As Elijah discovered that God was not just almighty but in a still small voice, Paul realised that the Jewish paradigm he had held sacred with the law and the sacrifice, the circumcision and the social order, had become idols and distractions from the true God. The Jews would have discovered this themselves when their temple was destroyed and they were exiled, causing them to reimagine who God was and how God could be accessed and worshipped.

John the Baptist called people to a metanoia kind of conversion, a full sweeping out of the old so God’s Spirit can enter and shake things up.

“I’m baptizing you here in the river, turning your old life in for a kingdom life. The real action comes next: The main character in this drama—compared to him I’m a mere stagehand—will ignite the kingdom life within you, a fire within you, the Holy Spirit within you, changing you from the inside out. He’s going to clean house—make a clean sweep of your lives. He’ll place everything true in its proper place before God; everything false he’ll put out with the trash to be burned.” (‭Matthew‬ ‭3‬:‭11-12‬ MSG)

The theologian James Alison writes, “to each purification of faith, there is a corresponding and simultaneous collapse of a whole series of elements which seemed to have been indispensable bulwarks of faith.” What once seemed sacred and divinely ordained are found to be idolatrous or humanly constructed. The resurrection ‘purifies’ our relationship with the divine and one another, ridding us of unhealthy religion and theology, leading us to deeper union with God and neighbour.

Even today when we look around and see participation in formal religion declining or the growing awareness of the spectrum of human reality, it may be a sign of a kind of ‘purification’ and collapse of the old order. It may simply be the continual process of faith being brought into being, and this process seldom fits into rigid boxes. “The cult of Yahweh,” Alison says, is about “not being scandalised by the collapse of the sacred.”

Toward Oneness

Theologian Ilia Delio points out that the word catholicity means “wholemaking” and is therefore not static. Religion, she believes, will always be present, in that religion is the natural longing for us to be “bound to an ultimate source.” If we are continually seeking our collective wholeness, then it is a journey, a dynamic one, where old orders fall away and new life emerges. As God says:

See, I am creating new heavens and a new earth; The former things shall not be remembered nor come to mind. Instead, shout for joy and be glad forever in what I am creating. (Isaiah 65:17-18a)
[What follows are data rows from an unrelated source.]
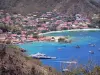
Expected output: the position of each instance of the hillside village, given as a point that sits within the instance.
(19, 28)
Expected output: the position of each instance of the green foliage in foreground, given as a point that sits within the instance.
(13, 46)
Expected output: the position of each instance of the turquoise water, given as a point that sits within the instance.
(68, 51)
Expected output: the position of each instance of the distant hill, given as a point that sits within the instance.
(78, 6)
(63, 6)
Can you see the trajectory of salvation? It is not so much individual, but of unity. Jesus was open to the diversity of humanity and sought, for his Father, not uniformity, but unity—oneness. The difference is embracing difference in our one divine family rather than dictating sameness.
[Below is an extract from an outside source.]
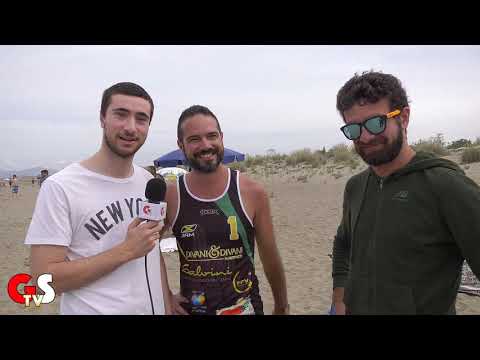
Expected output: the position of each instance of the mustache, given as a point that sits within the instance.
(207, 151)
Both the incarnation and the resurrection have shaken us in our boots, but they haven’t shaken us enough. God becoming matter and saying that matter matters, turned old paradigms on their head. And so did the resurrection, which also said that matter is not separable from soul and spirit. But creation continues to unfold. God continues to surprise us in how the divine can be manifested and we are living more and more into the idea of finding God in all things—and in ways we’ve never imagined. But we need not feel threatened by the uncertainty and the mystery. Assuming creation is static and revelation is complete sells God short. True freedom in God is trusting that in God, all will be well – and things may not look the way I necessarily imagine it.